Proposition de loi Yadan : un texte parlementaire controversé pour combattre l'antisémitisme
À l'agenda parlementaire de mi-avril, la proposition de loi portée par Caroline Yadan, députée des Français de l'étranger (Renaissance), suscite un vif débat. Ce texte vise à lutter contre l'antisémitisme en élargissant le délit d'apologie du terrorisme et en créant le délit de négation d'un État. Dans un contexte marqué par une montée inquiétante de l'antisémitisme, la proposition cherche à intégrer les formes radicales de l'antisionisme dans le champ d'application de la loi.

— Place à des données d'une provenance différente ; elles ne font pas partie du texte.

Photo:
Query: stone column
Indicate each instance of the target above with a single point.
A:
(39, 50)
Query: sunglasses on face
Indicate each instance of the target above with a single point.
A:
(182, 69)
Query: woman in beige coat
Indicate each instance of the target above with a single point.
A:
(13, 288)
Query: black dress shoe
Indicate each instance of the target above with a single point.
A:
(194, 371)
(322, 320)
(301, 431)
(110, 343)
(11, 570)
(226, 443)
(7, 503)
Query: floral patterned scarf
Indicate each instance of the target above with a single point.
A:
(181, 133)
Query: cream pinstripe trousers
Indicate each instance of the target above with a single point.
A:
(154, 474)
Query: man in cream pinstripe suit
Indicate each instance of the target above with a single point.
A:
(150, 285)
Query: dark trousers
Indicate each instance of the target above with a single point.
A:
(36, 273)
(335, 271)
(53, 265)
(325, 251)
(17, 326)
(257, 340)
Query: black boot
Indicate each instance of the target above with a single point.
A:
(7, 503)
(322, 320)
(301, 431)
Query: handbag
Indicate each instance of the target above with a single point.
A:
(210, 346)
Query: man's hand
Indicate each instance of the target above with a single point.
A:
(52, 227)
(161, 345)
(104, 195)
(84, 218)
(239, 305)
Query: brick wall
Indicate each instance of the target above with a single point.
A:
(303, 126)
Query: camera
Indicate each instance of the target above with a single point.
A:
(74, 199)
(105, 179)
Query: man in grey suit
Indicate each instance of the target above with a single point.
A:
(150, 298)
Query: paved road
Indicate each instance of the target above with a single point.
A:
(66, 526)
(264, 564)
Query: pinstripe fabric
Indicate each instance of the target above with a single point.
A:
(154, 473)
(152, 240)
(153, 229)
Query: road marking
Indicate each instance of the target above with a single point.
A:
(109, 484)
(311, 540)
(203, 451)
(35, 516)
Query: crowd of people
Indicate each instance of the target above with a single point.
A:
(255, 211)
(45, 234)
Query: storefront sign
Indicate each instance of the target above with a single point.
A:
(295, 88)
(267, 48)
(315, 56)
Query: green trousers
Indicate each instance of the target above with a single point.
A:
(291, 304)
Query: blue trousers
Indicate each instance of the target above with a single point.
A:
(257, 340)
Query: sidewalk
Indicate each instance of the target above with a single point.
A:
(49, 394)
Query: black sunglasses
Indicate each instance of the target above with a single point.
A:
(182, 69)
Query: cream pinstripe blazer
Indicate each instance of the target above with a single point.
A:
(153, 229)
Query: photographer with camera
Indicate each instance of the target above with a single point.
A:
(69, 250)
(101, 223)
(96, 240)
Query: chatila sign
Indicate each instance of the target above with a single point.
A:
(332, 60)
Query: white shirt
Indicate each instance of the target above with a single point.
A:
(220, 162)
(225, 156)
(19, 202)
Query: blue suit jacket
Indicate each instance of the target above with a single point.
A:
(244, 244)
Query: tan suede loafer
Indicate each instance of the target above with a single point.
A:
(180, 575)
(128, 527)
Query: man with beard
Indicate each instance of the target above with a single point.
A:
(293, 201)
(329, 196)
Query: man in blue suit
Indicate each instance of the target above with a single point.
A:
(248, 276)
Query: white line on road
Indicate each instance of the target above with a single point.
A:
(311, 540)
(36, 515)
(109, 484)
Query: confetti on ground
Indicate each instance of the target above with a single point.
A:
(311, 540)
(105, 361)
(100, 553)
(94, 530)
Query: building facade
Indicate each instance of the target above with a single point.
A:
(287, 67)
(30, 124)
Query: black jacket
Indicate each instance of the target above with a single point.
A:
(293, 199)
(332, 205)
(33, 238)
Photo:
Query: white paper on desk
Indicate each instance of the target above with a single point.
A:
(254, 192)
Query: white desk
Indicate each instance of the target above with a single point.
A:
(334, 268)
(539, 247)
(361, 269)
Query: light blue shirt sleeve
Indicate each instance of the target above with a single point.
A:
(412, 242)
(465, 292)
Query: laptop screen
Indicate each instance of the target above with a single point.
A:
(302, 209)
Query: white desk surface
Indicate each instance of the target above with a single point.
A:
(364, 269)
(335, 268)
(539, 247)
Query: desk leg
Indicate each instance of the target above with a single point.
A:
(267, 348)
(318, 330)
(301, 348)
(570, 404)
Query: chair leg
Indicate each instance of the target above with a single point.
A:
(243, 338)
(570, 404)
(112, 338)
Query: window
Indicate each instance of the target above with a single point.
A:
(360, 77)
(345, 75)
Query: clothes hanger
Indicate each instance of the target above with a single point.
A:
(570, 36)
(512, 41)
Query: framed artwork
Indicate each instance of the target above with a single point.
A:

Les mesures clés et le contexte législatif
Cosignée par 120 parlementaires, cette proposition a été adoptée en janvier 2026 par la commission des lois, après des amendements du Conseil d'État. Elle figure à l'ordre du jour les 16 et 17 avril, mais son caractère clivant est évident. Sur le site de l'Assemblée nationale, une pétition intitulée Non à la loi Yadan a réuni plus de 250 000 signatures en fin de semaine dernière, témoignant d'une opposition significative.

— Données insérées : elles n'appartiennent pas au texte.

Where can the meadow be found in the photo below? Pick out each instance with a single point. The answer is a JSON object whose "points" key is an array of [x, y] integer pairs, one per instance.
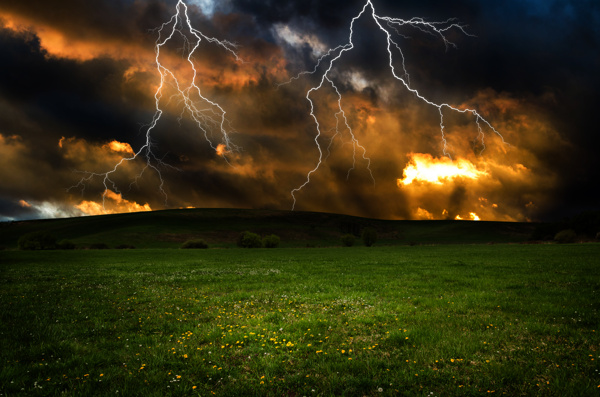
{"points": [[510, 319]]}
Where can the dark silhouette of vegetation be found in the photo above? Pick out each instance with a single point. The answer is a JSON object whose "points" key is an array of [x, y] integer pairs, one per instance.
{"points": [[37, 241], [66, 245], [369, 236], [348, 240], [350, 227], [271, 241], [195, 244], [565, 236], [98, 246], [249, 240]]}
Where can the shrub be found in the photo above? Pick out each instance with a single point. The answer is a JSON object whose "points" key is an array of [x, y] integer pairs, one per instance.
{"points": [[271, 241], [37, 241], [348, 240], [369, 236], [565, 236], [196, 244], [98, 246], [249, 240], [66, 245]]}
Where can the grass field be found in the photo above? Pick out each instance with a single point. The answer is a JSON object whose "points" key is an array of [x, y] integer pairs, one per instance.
{"points": [[422, 320]]}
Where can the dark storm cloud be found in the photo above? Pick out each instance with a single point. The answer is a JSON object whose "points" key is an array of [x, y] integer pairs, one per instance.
{"points": [[65, 96], [542, 55]]}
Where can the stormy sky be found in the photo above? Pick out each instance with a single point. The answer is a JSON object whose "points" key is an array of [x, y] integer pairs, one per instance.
{"points": [[79, 83]]}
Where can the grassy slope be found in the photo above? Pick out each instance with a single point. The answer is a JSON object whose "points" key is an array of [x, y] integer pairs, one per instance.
{"points": [[423, 320], [220, 227]]}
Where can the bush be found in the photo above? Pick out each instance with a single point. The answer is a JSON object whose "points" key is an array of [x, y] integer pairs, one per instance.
{"points": [[98, 246], [348, 240], [37, 241], [249, 240], [196, 243], [565, 236], [66, 245], [271, 241], [369, 236]]}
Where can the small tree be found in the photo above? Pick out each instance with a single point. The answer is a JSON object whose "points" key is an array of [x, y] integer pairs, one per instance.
{"points": [[565, 236], [271, 241], [348, 240], [98, 246], [66, 245], [249, 240], [37, 241], [369, 236], [196, 243]]}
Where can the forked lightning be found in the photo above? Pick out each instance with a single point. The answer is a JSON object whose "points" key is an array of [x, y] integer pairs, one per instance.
{"points": [[208, 115], [389, 26]]}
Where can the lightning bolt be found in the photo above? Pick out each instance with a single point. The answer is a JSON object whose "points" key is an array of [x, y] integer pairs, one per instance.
{"points": [[207, 115], [388, 26]]}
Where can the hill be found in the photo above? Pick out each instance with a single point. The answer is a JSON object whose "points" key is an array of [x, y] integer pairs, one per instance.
{"points": [[220, 228]]}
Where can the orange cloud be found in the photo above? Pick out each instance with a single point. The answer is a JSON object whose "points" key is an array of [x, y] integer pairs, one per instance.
{"points": [[113, 203], [425, 168], [119, 147]]}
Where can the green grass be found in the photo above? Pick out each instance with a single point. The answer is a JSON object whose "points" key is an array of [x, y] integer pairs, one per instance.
{"points": [[422, 320], [221, 227]]}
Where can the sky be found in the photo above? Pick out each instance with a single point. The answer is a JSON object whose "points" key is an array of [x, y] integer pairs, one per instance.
{"points": [[81, 93]]}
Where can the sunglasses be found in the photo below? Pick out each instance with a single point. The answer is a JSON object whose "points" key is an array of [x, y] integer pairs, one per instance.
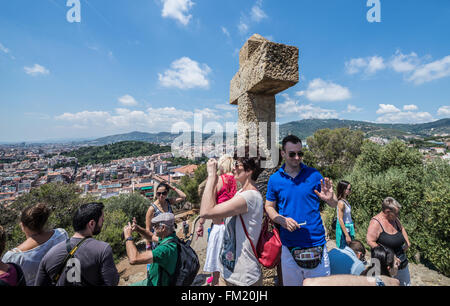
{"points": [[299, 154]]}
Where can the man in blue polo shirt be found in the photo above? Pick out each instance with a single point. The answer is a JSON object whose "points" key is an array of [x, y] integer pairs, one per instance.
{"points": [[292, 201]]}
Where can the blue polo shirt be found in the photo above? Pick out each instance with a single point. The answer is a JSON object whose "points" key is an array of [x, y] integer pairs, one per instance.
{"points": [[296, 199]]}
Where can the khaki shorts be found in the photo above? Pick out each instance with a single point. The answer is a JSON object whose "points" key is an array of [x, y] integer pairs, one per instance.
{"points": [[223, 282]]}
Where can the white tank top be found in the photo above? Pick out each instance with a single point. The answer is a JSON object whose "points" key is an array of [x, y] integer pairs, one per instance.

Caroline Yadan explique que son objectif est de cibler les nouvelles formes d'antisémitisme, en s'inspirant d'une définition internationalement reconnue, adoptée par la France et l'Alliance internationale de la mémoire de l'Holocauste. Elle souhaite intégrer dans le droit positif l'item concernant l'appel à la destruction d'un pays, arguant que l'appel à la destruction d'Israël fait partie d'une rhétorique antisémite qui essentialise le peuple juif.
Le délit de négation d'un État : un cœur de réaction
Le texte propose de renforcer la lutte contre la haine des Juifs en élargissant le champ d'application de l'apologie du terrorisme. Une autre partie vise à consolider la loi Guessot, qui concerne la contestation de la Shoah. Le cœur de la proposition est le délit de négation de l'État d'Israël, bien que la loi elle-même ne mentionne pas explicitement Israël, sauf dans l'exposé des motifs, pour lui donner une portée universaliste.
Selon Yadan, il n'y a qu'un État au monde dont la critique fait l'objet d'un appel à la destruction : Israël. Cet appel légitime un discours de haine et essentialise les Juifs comme étant attachés à cet État, créant ainsi une haine nouvelle au nom des droits humains.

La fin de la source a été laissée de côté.